F. J. Carmody, Arabic Astronomical and Astrological Sciences in Latin Translation, Berkeley and Los Angeles, 1956, pp. 113-16.

Ebn Abī Oṣaybeʿa, ʿOyūn al-anbāʾ fī ṭabaqāt al-aṭebbāʾ, ed. A. Müller, 2 vols., Cairo, 1882.

Ebn al-Moṯannā, Taʿlīl le-zīj al-Ḵᵛārazmī, extant only in Latin translation as El comentario de Ibn al-Muṯannā’ a las Tablas Astronómicas de al-Jwārizmī, ed. E. Millás Vendrell, Madrid and Barcelona, 1963; and in Hebrew translation, ed. and tr. B. R. Goldstein, Ibn al-Muthannā’s Commentary on the Astronomical Tables of al-Khwārizmī, New Haven, 1967.

Alī b.
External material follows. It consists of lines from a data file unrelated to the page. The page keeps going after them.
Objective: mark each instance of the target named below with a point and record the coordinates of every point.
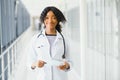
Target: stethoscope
(63, 42)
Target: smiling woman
(49, 51)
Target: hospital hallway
(92, 27)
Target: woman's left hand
(64, 66)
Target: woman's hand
(38, 64)
(64, 66)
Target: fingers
(64, 66)
(40, 63)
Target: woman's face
(50, 20)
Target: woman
(48, 53)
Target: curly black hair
(59, 15)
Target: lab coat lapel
(57, 40)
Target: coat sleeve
(31, 53)
(67, 53)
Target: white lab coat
(40, 50)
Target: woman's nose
(50, 19)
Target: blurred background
(92, 28)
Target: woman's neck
(48, 31)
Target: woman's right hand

Solaymān Hāšemī, Ketāb fī ʿelal al-zījāt, ed. F. Haddad, E. S. Kennedy, and D. Pingree, Delmar, N.Y., 1981.

E. Honigmann, Die Sieben Klimata und die Poleis ‘Episēmoi, Heidelberg, 1929.

D. A. King, “On the Astronomical Tables of the Islamic Middle Ages,” Studia Copernicana 13, 1975, pp. 37-56.

A. I. Sabra, “Al-Farghānī,” Dictionary of Scientific Biography IV, New York, 1971, pp. 541-45.

Ṣāʿed Andalosī, Ketāb ṭabaqāt al-omam, ed. H. Bū ʿAlwān, Beirut, 1985.

Sezgin, GAS VI, pp. 149-51.

M. Steinschneider, Die hebraeischen Übersetzungen des Mittelalters und die Juden als Dolmetscher, Berlin, 1893, pp. 554-57.

E. Wiedemann, Aufsätze zur arabischen Wissenschaftsgeschichte, 2 vols., Hildesheim, Germany, and New York, 1970.

Idem, Gesammelte Schriften zur arabisch-islamischen Wissenschaftsgeschichte, 3 vols., Frankfurt am Main, 1984.

G. Wiet, “Une restauration de Nilomètre de l’île de Rawda sous Mutawakkil (247/861),” Comptes rendus de l’Académie des inscriptions et belles lettres, 1924, pp. 202-6.